Outros artigos deste número | Versão em inglês | Versão em Francês

Perspectives - Images of the other: further reflections
The Editors

 

Introduction

In the preceding section we have presented two of the main articles of the Heppenheim ICCJ colloquium on Images of the Other — that of the complete text of Rabbi David Hartman's lecture, followed by two important sections from that of Dr. Eugene Fisher. We should like now to oiler you further insights in summary form. The third position paper of the colloquium: Christians and Christianity in Jewish Textbooks, presented by Mrs. Judith Hersheopl Banki, throws light on a little known topic which is very important to ongoing dialogue between the two faiths. Archbishop Jean-Marie Lustiger, who was one of the guests of honor at the closing dinner, delivered an address during the course of which he made some pertinent observations and issued some resounding challenges for the future, not only of Jewish-Christian dialogue as such, but of the whole world. Finally, Prof. Paul van Buren, in fulfilling his task of summing up the colloquium, has in his turn spelled out the challenges which face us as we wrestle with new theological concepts in our endeavors, Christians and Jews, to truly recognize in the image of the other the significant other.

CHRISTIANS AND CHRISTIANITY IN JEWISH TEXTBOOKS

Judith Hershcopf Banki, who is the Assistant National Director for Interreligious Affairs in the American Jewish Committee, pointed out some interesting similarities and differences between Christian and Jewish education.

Similarities

It is inevitable that textbooks will stress the distinctiveness of the particular faith, especially in a pluralistic society. While it is necessary to bring out one's own unique history, values and beliefs, this may encourage a defensive or polemical attitude.

While all groups have to cope with the problem that stories of one's own martyrs always presuppose the naming of the oppressor, this is especially true for Jews

"who have lived as a minority in Christendom for the past 2,000 years, much of the time under duress from Christian ecclesiastical legislation or the policies of Christian rulers."

Differences

Mrs. Banki feels that the greatest difference between the two faiths in this area of education is that, while Christianity cannot avoid coming to grips with Judaism on theological grounds, Judaism can he expounded without reference to Christianity. She agrees, however, with Dr. Eugene Fisher that, while this latter course is possible, it is not necessarily the prudent course to follow.

'For better or for worse, Judaism is stuck with Christianity as one of its own chief gifts to the world... While it may be true that biblical Judaism can be understood without reference to Christianity, rabbinic Judaism from the first century of the Common Era developed side by side with — often in the midst of — Christendom. All subsequent self-articulations of Judaism have been profoundly touched by that relationship and cannot be adequately understood without reference to it.
I would suggest then, that Jews may have a much greater stake in the theological dialogue with Christians than might appear on the surface. The exchange of views on central topics such as
covenant, mission, peoplehood, the Kingdom, etc., should be of more than passing interest to Jews wishing better to understand their own traditions, for Christianity embodies particular aspects of all of these core Jewish beliefs.
1

In Christian textbooks, Jews are usually referred to as Jews, whereas Christians are more often designated by national or ethnic terms — Poles, Ukrainians, French, Spanish, etc. The result of this is that Jewish persecution by non-Jews is not depicted essentially as a Jewish-Christian confrontation.

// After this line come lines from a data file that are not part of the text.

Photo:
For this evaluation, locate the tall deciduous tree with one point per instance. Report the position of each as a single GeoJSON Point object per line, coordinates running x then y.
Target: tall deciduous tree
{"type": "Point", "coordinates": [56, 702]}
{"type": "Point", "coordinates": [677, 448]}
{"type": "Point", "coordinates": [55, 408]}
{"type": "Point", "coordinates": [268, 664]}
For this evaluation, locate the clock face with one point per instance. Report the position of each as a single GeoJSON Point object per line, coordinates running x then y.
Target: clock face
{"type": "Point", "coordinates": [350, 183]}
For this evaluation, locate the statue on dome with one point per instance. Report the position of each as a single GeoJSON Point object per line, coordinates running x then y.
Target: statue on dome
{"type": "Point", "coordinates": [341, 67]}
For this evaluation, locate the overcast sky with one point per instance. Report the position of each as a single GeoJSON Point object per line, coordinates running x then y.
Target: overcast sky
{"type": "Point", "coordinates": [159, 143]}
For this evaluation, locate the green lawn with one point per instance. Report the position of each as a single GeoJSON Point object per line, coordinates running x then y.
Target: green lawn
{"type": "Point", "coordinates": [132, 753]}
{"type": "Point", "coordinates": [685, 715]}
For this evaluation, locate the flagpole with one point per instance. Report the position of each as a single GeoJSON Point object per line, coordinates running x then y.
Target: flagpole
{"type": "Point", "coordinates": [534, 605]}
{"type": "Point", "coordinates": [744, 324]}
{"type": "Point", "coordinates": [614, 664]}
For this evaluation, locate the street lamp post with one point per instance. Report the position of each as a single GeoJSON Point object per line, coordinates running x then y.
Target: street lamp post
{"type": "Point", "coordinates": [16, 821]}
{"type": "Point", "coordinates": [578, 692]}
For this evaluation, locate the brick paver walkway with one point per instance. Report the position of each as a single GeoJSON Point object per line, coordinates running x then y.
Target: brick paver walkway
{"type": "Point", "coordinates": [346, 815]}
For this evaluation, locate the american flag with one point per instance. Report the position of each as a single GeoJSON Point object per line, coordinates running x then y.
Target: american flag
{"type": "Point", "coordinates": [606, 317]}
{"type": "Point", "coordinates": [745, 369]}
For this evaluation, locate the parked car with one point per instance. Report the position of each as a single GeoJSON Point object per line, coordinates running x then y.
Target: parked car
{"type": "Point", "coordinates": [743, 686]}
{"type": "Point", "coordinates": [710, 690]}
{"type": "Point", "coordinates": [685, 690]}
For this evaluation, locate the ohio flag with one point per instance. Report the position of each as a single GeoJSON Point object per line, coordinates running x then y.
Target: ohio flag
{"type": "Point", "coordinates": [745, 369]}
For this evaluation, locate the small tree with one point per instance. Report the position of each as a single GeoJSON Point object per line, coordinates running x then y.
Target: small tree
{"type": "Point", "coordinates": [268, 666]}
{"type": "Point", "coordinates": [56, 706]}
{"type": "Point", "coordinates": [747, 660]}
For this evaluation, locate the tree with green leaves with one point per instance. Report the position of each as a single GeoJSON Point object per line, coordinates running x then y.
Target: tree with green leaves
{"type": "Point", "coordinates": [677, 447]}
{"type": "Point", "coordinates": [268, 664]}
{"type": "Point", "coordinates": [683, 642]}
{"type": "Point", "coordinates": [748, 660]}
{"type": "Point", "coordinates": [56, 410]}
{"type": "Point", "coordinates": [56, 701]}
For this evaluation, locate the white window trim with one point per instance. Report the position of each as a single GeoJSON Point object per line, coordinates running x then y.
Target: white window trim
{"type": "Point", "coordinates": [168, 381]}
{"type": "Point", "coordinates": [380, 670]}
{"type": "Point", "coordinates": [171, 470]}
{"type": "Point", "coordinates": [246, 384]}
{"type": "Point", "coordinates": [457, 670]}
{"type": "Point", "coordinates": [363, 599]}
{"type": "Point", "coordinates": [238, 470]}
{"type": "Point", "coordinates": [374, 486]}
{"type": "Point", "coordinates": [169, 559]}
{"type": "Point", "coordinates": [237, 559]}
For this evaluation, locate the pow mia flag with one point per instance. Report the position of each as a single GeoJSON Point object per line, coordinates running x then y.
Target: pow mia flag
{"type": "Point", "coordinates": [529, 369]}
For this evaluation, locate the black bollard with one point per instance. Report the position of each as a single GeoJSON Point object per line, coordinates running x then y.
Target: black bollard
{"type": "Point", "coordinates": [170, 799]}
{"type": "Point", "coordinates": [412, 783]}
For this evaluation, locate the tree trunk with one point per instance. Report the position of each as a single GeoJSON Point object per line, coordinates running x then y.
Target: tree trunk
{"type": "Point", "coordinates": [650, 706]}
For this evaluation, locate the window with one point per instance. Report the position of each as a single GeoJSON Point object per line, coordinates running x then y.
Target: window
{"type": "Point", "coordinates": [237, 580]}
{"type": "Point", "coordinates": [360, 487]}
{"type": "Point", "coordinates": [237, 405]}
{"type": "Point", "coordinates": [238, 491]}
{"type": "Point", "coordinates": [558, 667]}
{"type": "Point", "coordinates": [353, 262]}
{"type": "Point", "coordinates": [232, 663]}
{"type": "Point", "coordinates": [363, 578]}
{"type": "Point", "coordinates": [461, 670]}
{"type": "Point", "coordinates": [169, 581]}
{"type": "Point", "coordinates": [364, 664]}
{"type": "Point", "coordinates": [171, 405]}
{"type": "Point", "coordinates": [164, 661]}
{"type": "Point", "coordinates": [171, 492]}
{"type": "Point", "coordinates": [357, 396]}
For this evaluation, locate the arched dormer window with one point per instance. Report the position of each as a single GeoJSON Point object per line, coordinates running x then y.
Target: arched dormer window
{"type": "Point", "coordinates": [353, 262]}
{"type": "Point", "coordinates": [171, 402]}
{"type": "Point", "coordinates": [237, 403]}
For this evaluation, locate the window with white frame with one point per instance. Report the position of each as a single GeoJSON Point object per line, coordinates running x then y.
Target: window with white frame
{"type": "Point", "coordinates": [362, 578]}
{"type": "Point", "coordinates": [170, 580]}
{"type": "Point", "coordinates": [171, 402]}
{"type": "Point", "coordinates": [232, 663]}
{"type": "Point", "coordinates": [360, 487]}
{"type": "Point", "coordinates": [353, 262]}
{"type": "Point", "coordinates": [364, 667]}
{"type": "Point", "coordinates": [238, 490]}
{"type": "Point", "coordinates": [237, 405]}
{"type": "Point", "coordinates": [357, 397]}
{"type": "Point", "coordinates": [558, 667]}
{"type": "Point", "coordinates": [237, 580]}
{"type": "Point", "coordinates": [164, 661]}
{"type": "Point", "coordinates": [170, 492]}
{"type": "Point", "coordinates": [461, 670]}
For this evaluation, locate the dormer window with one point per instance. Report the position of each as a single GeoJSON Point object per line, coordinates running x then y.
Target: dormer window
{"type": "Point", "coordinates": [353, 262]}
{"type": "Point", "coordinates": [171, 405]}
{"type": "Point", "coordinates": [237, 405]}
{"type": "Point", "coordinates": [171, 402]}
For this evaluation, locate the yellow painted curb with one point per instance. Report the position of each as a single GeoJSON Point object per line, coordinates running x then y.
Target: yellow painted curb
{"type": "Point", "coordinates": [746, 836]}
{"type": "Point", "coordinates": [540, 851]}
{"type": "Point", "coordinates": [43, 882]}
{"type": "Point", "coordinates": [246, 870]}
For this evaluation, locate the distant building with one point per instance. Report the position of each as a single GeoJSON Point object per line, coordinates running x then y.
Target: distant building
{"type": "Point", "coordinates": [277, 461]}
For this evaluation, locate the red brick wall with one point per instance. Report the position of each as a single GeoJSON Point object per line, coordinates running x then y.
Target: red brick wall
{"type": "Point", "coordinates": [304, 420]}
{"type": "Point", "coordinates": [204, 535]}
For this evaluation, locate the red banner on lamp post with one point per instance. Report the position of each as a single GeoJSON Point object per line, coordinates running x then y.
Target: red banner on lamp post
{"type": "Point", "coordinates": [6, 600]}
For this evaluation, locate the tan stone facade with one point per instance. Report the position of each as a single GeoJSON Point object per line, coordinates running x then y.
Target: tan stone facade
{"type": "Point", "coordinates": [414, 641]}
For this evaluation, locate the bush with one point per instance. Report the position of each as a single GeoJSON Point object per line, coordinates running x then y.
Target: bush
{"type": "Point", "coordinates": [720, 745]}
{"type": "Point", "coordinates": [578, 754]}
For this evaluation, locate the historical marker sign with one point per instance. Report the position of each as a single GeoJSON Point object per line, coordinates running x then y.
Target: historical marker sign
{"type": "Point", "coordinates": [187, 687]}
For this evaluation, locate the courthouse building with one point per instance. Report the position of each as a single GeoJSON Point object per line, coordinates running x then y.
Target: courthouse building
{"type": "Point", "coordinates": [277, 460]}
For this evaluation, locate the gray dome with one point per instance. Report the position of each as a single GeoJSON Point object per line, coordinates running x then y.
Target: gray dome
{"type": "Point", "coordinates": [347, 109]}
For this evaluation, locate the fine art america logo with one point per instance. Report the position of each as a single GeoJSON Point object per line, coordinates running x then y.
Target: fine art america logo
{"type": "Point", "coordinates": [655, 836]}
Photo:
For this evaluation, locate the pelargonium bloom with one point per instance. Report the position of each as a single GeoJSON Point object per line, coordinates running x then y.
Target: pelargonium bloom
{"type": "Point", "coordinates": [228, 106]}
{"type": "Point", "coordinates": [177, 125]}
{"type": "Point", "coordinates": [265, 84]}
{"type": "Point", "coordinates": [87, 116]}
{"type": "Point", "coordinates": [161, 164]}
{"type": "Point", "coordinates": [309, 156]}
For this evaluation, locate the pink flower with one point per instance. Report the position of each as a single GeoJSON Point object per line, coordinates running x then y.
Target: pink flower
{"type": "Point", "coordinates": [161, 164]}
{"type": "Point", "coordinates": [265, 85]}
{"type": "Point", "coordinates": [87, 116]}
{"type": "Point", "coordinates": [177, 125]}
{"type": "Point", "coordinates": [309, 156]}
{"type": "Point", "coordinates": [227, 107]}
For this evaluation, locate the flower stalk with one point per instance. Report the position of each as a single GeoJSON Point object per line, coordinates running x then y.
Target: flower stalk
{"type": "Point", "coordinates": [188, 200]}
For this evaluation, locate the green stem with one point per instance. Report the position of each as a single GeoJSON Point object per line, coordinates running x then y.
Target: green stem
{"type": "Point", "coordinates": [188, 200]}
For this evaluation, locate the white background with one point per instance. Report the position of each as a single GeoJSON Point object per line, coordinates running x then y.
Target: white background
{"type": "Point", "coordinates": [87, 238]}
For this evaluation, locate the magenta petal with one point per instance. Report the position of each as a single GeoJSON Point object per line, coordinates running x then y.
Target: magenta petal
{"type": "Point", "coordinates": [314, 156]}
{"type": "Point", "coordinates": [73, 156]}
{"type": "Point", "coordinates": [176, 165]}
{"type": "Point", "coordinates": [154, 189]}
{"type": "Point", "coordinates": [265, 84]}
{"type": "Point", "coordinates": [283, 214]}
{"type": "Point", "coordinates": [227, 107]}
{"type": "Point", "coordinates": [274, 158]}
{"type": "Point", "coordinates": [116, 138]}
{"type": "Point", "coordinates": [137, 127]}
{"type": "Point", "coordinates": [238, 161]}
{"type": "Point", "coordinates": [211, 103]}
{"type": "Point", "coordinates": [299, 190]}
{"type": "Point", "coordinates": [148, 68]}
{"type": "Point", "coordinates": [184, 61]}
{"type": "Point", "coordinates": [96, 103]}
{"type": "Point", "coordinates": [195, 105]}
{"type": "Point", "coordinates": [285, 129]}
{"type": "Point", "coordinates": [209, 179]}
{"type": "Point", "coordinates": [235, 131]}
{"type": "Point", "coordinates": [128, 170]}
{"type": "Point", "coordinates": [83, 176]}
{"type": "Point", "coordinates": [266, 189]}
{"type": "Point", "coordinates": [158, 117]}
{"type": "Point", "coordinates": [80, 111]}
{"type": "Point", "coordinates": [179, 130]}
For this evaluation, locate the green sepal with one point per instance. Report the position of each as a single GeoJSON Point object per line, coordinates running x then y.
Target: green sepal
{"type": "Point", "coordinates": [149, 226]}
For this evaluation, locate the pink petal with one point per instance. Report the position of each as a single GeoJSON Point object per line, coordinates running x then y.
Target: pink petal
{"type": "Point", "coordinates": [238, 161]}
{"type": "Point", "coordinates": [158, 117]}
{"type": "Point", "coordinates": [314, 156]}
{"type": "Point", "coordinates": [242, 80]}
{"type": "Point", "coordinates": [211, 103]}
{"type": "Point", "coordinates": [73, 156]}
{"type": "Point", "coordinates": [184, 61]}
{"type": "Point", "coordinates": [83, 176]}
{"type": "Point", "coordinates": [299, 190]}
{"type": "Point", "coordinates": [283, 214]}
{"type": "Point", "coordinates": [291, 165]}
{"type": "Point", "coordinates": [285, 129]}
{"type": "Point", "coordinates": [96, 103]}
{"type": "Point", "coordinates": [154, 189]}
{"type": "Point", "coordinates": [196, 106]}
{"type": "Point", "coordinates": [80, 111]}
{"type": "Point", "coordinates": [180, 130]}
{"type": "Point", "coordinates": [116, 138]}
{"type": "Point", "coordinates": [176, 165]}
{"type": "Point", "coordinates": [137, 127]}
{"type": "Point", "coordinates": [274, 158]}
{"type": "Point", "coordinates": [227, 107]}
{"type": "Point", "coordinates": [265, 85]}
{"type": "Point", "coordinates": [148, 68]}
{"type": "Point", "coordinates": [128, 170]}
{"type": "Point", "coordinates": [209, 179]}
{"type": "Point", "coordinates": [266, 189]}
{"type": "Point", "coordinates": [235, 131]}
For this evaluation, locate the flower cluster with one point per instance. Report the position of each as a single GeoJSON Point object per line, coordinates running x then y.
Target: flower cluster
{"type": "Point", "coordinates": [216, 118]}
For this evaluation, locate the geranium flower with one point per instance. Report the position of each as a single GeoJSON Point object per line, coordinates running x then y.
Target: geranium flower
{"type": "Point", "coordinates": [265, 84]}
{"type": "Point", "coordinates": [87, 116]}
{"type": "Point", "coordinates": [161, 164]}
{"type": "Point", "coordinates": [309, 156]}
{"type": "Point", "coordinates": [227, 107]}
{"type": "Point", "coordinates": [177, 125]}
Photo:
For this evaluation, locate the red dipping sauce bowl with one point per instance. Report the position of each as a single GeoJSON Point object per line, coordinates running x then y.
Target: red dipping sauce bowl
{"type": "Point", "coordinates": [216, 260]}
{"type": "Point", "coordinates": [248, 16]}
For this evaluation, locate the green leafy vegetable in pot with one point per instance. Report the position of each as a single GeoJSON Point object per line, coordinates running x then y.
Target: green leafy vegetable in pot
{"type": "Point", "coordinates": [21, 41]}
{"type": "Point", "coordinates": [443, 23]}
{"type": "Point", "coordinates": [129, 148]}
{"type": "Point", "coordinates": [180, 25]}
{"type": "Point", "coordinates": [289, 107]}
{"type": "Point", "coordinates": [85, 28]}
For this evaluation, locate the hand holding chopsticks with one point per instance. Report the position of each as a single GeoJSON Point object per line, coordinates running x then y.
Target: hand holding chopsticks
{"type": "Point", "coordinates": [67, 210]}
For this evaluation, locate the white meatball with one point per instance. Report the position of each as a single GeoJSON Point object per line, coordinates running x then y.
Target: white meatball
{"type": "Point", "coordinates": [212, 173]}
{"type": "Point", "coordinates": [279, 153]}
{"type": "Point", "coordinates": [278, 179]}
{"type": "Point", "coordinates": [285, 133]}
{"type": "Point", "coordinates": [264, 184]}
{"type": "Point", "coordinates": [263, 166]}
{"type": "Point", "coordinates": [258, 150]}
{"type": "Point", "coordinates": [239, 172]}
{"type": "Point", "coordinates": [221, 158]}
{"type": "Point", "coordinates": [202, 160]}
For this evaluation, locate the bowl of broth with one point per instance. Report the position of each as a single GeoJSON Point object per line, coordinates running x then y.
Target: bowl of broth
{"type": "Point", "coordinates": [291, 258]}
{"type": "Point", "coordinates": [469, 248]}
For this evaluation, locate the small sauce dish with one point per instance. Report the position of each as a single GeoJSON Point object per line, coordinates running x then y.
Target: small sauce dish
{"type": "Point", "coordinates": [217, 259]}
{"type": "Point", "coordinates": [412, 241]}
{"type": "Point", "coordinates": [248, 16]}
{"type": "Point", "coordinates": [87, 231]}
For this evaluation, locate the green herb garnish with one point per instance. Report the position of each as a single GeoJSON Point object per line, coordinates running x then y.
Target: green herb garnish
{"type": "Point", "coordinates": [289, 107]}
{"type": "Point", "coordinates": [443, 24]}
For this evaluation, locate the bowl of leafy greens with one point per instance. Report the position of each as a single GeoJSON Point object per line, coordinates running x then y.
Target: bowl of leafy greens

"One would like to write that the period of Catholic rule led to a civilization built on the gentle teachings of Jesus. But this is not true. The truth is that no individual group or nation has ever persecuted the Jewish people so of ten and so brutally over so many centuries as has the Roman Catholic Church; and this persecution was given its official and classic form during the Middle Ages and the Renaissance, the very time when the Church had its greatest power to control, for good or evil, the minds and hearts of Europe.
Nor can all this be ignored as 'ancient history'. The anti-Jewish attitudes taught by the Church helped create a European society in which the Holocaust was possible. Indeed, some of the antisemitic laws of the Nazis came directly from laws of the medieval Church. These are heavy charges, made with sadness, but the history which we must now tell will bear them out."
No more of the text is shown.